Tbh I'm considering putting her in her own room in the next couple of weeks or so. She was due to go there at 6 months anyway so bringing it forward a month or so doesn't seem so bad. Part of the problem at night is that I wake up as soon as she stirs and though I try not to, I tend to just put her on boob quite quickly as I know it's the quickest way to get her, and therefore me, back to sleep. And I don't even have to get up to do it! I think if she weren't right there next to me I wouldn't wake up as readily and she'd have more of a chance to settle herself. Though it would be a pain going through to her room to feed her I'm hoping that would be down to once or twice a night which would be a big improvement on what's happening now. I also wonder if I'm waking her up in my sleep, either by moving around or whatever and also with her "mummy radar" ?!

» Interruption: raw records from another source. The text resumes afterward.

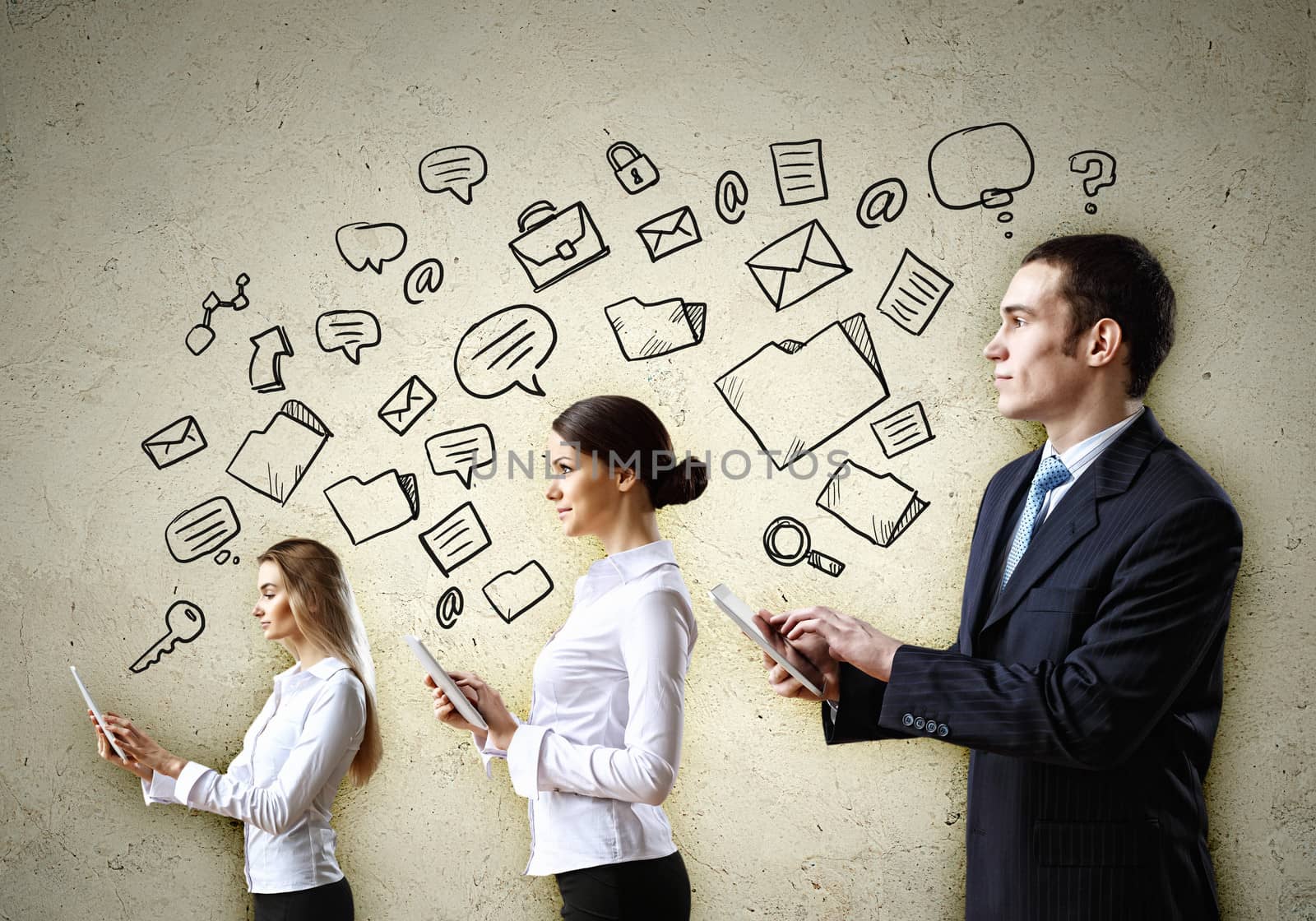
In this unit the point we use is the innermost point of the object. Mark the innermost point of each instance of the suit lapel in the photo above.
(1077, 513)
(995, 517)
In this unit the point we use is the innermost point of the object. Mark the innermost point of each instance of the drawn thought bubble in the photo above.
(461, 451)
(370, 245)
(504, 350)
(348, 332)
(454, 170)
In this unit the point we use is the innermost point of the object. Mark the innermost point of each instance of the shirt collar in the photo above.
(633, 563)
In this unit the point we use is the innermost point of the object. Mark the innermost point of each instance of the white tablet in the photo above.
(95, 710)
(744, 618)
(447, 684)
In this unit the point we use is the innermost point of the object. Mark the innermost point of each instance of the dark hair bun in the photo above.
(684, 484)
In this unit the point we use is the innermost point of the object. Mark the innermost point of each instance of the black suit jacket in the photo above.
(1089, 690)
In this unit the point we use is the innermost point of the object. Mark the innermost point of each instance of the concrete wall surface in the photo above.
(151, 153)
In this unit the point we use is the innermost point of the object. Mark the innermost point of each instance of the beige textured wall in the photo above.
(151, 151)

It can't happen straight away anyway as her room isn't ready yet, need to put blackout curtains up and swap the spare bed for her cot, decorate etc. How old were your little ones when you put them in their own room?

OP posts:
claremoss · 02/05/2014 19:16

We did it at 26 weeks and she slept better immediately! They can hear us moving around and as you say, you can hear every move they make! I didn't feel comfortable doing it sooner personally, but guaranteed it will make a difference to both of you whenever you decide to do it and it DOES get easier :o)

Chaby · 02/05/2014 19:21

There is a big developmental leap at around 20 weeks which really disrupts sleep (have a look at the Wonder Weeks). Would just do anything to get the sleep rather than sleep training at the moment.

schlafenfreude · 02/05/2014 19:26

I'd also not train during the sleep regression/leap they have going on at this age. Sleep by whatever means unless they have previously self settled fine!

They so grow out of it eventually and pram to sleep during the day really isn't the end of the world.

RabbitSaysWoof · 02/05/2014 19:38

You sound well read! I did something similar with ds, thinking about sleep cycles and the ability to settle himself. What kind of cry is it, maybe a self sooth anyway? google 'Mantra cry' there is an example of one on you tube.